Alexander ignored Nick, as he had for the past two hours. He also ignored the sting of his wrists as he continued to tug at where they were bound behind his back. The scratchy rope had rubbed his skin raw. But unlike Nick, he wasn’t content to sit and do nothing.

He’d fought against Alfie Tennison’s men when they took them from Nick’s hotel, and attempted to get away when they shoved them into the motorcar waiting in the mews behind the building. Blood crusted his upper lip and his ribs ached for his trouble, while Nick had come out of it with not a scratch. He leaned on the wall across the room from Alexander, his hands bound and attached to the radiator. Alexander was tied to the iron grate embedded in the fireplace’s grimytiled hearth and had no comfortable way to sit, as Alfie’s men had seen fit to tie his ankles together too.

They’d been tied up and left alone in the small, cold room. They could hear murmurings and movements beyond, as well as the smell of something frying, weighing down the musty air. With dust clinging to every surface and the single window covered with a tacked-up sheet, it was clear this place was a temporary hideout. It was in London, somewhere along the Thames. He’d lost track of the streets as he struggled to push his way out of the motorcar.

Alexander had counted three men in total when he and Nick were hauled inside. If he and Nick could get free, he was confident they could escape, either by going through them or sneaking past. If Alfie had come after Nick, it was likely he’d sent someone after Saffron and Elizabeth as well. Staying here and waiting to see if they’d drag the girls into the little house wasn’t an option.

He gave an almighty tug, trying yet again to muscle apart his wrists, and a sharp, deep pain shot through his right shoulder, accompanied by an ominous pop. Alexander could barely make out Nick’s sigh over the harsh, uneven sounds of his breathing.

“And now you’ll be halfway to useless. But you learned to be left-handed, didn’t you? You can still throw a punch or pull a trigger, I wager,” Nick said.

Alexander was too caught up in the pain to be annoyed that Nick knew he’d taught himself to use his left hand after his injury.

After a minute of breathing through his teeth to get the pain under control, he ground out, “Do you have a plan for when I might need to do those things?”

Nick’s reply was as opaque as his expression. “Just be ready.”

But as the pain in his shoulder worsened and the minutes passed to hours, Alexander began to suspect that Nick didn’t have a plan, at least one he would enact from this room. They’d have to wait for something to happen, and Alexander was impatient for whatever that was just as much as he dreaded it.

CHAPTER44

It was hard to maintain a steely composure when one was shivering like a frightened greyhound, but Saffron was determined not to give way to fear or the cold. She stared into Alfie Tennison’s eyes until he harrumphed and waved a hand to the cab.

“Smith,” he barked, and Colin came forward.

“Mr. Tennison,” Colin said with a strange mixture of deference and smugness.

“You’re to take the girls to their friend’s house. Have a little chat with the friend to give them peace of mind—no funny business—then take them to the lab. Make sure they do what I want them to do.”

Saffron was tempted to lie and say that Colin wouldn’t be allowed inside the laboratory, but that would mean Elizabeth wouldn’t be allowed in either, and she had no desire to force Elizabeth to stay behind with Alfie and his bruisers. “And what precisely do you mean for us to find?”

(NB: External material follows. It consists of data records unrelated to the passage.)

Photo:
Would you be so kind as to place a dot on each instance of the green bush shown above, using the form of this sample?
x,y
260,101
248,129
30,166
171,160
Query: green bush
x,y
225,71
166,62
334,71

“Anything related to this,” Alfie said. He dug into his breast pocket and pulled out a paper. He handed it to Saffron.

It was a page of notes written in Quinn’s hand from the middle of October, something that looked torn from a notebook. She’d listed a dozen species names in her neat script, but each had been crossed out. She knew precisely what it was and what Quinn had been trying to do by listing them out.